Clinical development is a long-term process, and it takes 10 to 15 years, starting from the drug discovery to market the product. However, the total time of development varies depending on the techniques adopted, and knowledge and experience have similar types of drug development. Only 8% to 10% of drug categories reach from preclinical stages to approved drug products by the FDA. The drug development phases go through a series of stages to get approval for confirming the safety and efficacy.
Table of Contents
Clinical development life cycle with efficacy and timeliness
- Discovery and drug development (2-6 years)
Researchers begin a study on exploring a new drug through a two-tier process that is discovery and development. Many molecular compound tests are done to find out the beneficial effects on controlling impactful diseases.
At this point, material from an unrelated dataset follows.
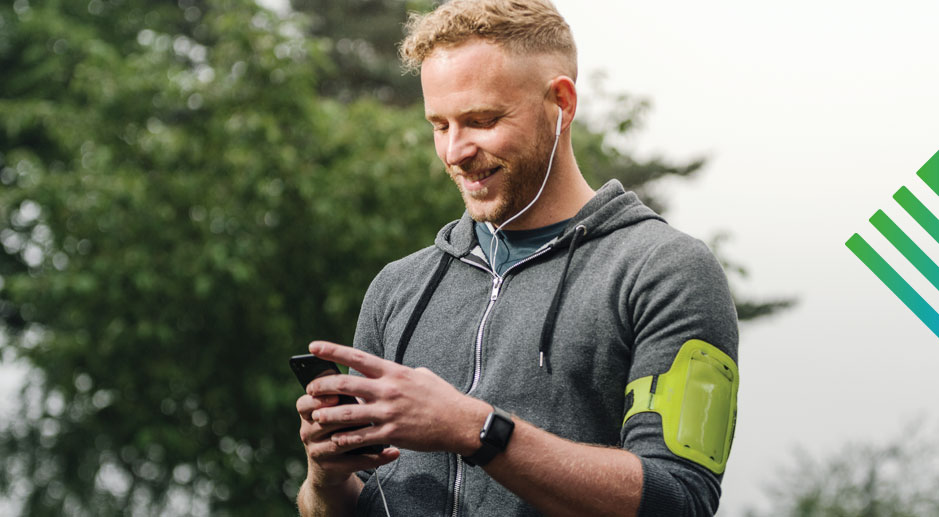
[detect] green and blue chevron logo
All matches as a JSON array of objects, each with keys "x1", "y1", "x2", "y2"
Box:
[{"x1": 845, "y1": 152, "x2": 939, "y2": 337}]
The best dosage and best way of application are essential to be identified at this stage for timely implementation.
- Preclinical Research (1-2 years)
Preclinical research studies are done based on two categories: in vitro (testing outside the living organism) or in vivo (testing within the living organism). The researcher who considers the GLP guidelines (Good Laboratory Practice) as stipulated by the FDA for maintaining compliance passes through the final approval process without any complexities.
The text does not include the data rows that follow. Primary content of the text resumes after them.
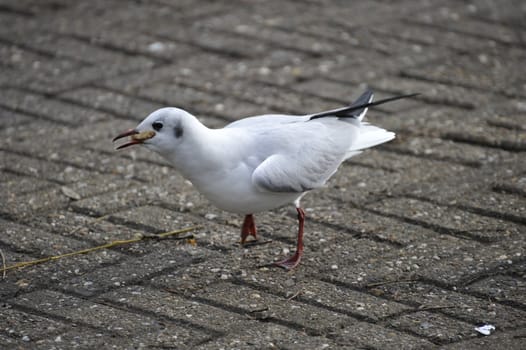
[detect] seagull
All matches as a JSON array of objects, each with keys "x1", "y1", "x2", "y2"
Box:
[{"x1": 113, "y1": 91, "x2": 417, "y2": 270}]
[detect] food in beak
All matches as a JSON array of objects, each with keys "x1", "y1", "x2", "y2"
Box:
[{"x1": 113, "y1": 129, "x2": 155, "y2": 149}]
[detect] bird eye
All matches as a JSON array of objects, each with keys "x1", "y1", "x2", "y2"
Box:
[{"x1": 152, "y1": 122, "x2": 163, "y2": 131}]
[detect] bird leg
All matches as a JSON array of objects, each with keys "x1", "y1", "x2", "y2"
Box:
[
  {"x1": 274, "y1": 207, "x2": 305, "y2": 270},
  {"x1": 241, "y1": 214, "x2": 258, "y2": 244}
]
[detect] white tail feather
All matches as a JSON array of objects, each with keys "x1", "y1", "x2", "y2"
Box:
[{"x1": 349, "y1": 123, "x2": 395, "y2": 152}]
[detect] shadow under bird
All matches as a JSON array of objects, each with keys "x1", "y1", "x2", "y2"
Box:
[{"x1": 113, "y1": 91, "x2": 416, "y2": 269}]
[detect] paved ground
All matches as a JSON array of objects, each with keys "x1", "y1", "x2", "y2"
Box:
[{"x1": 0, "y1": 0, "x2": 526, "y2": 349}]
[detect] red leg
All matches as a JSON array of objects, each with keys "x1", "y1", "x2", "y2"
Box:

- Clinical Research (6-7 years)
Preclinical research clears the basic ideas of drug safety and its application. Clinical research is conducted on the people to understand the applicability of the drug in the long run. Clinical research requires proper design of clinical trials, investigation of new drug processes, FDA licensing, and review to avoid unnecessary delays.
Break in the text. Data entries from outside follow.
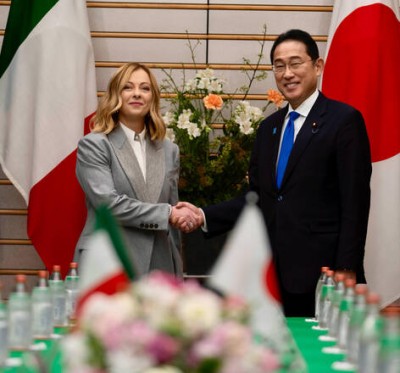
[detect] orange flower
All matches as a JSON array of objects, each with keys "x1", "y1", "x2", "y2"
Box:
[
  {"x1": 203, "y1": 93, "x2": 224, "y2": 110},
  {"x1": 267, "y1": 89, "x2": 285, "y2": 107}
]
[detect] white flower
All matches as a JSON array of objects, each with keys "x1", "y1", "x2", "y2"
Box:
[
  {"x1": 177, "y1": 109, "x2": 193, "y2": 129},
  {"x1": 186, "y1": 122, "x2": 201, "y2": 137},
  {"x1": 61, "y1": 333, "x2": 89, "y2": 373},
  {"x1": 143, "y1": 365, "x2": 184, "y2": 373},
  {"x1": 108, "y1": 349, "x2": 154, "y2": 373},
  {"x1": 208, "y1": 80, "x2": 222, "y2": 93},
  {"x1": 81, "y1": 292, "x2": 137, "y2": 339},
  {"x1": 184, "y1": 79, "x2": 196, "y2": 92},
  {"x1": 196, "y1": 68, "x2": 215, "y2": 79},
  {"x1": 176, "y1": 292, "x2": 221, "y2": 336},
  {"x1": 162, "y1": 111, "x2": 175, "y2": 127},
  {"x1": 235, "y1": 112, "x2": 254, "y2": 135},
  {"x1": 165, "y1": 128, "x2": 175, "y2": 142},
  {"x1": 249, "y1": 106, "x2": 264, "y2": 122}
]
- FDA post-marketing drug safety monitoring (1-2 years)
The FDA team reviews all submitted data thoroughly to approve or disapprove the drug product in the market. Filing an application with the detailed report of preclinical research and clinical research for review and approval from the FDA is essential for shortening the timeframe.
Timely clinical development without compromising quality
With the right optimization approach in the preclinical research stage, pharma companies can reduce the time of development by 40% without compromising the efficacy.
- Many companies adopt the front load investment and run the parallel process rather than conducting it sequentially to achieve the timeliness of drug development.
- Eliminating unnecessary complexities, optimizing resource management, and cutting costs by identifying upcoming resource bottlenecks reduces the overall time of development.
- Some companies adopt a preferred supplier approach rather than open tender procurement to shorten the time frame.
The clinical development through the innovative approach that can yield the best results. Readiness in adopting new technologies and optimizing the entire process are key to the success of clinical development. Digitalization, automation, and machine learning are also pivotal for accelerating the development process faster without compromising the quality. Organizations like Allucent are helping speed up the process by making clinical development smarter, quicker, and in line with the rules.
Frequently Asked Questions
How long does clinical development take to complete?
Normally, it takes 10-15 years to complete the drug development and market the product.
Why does much clinical development take time?
Clinical development takes time because it has to pass through four stages of development and finally get approval from the regulatory authority.
What should be adopted for timeliness without compromising quality?
Clinical development through optimization of resources, innovative technology adoption, eliminating complexities, and maintaining compliance with regulatory guidelines are the keys to clinical development without compromising quality.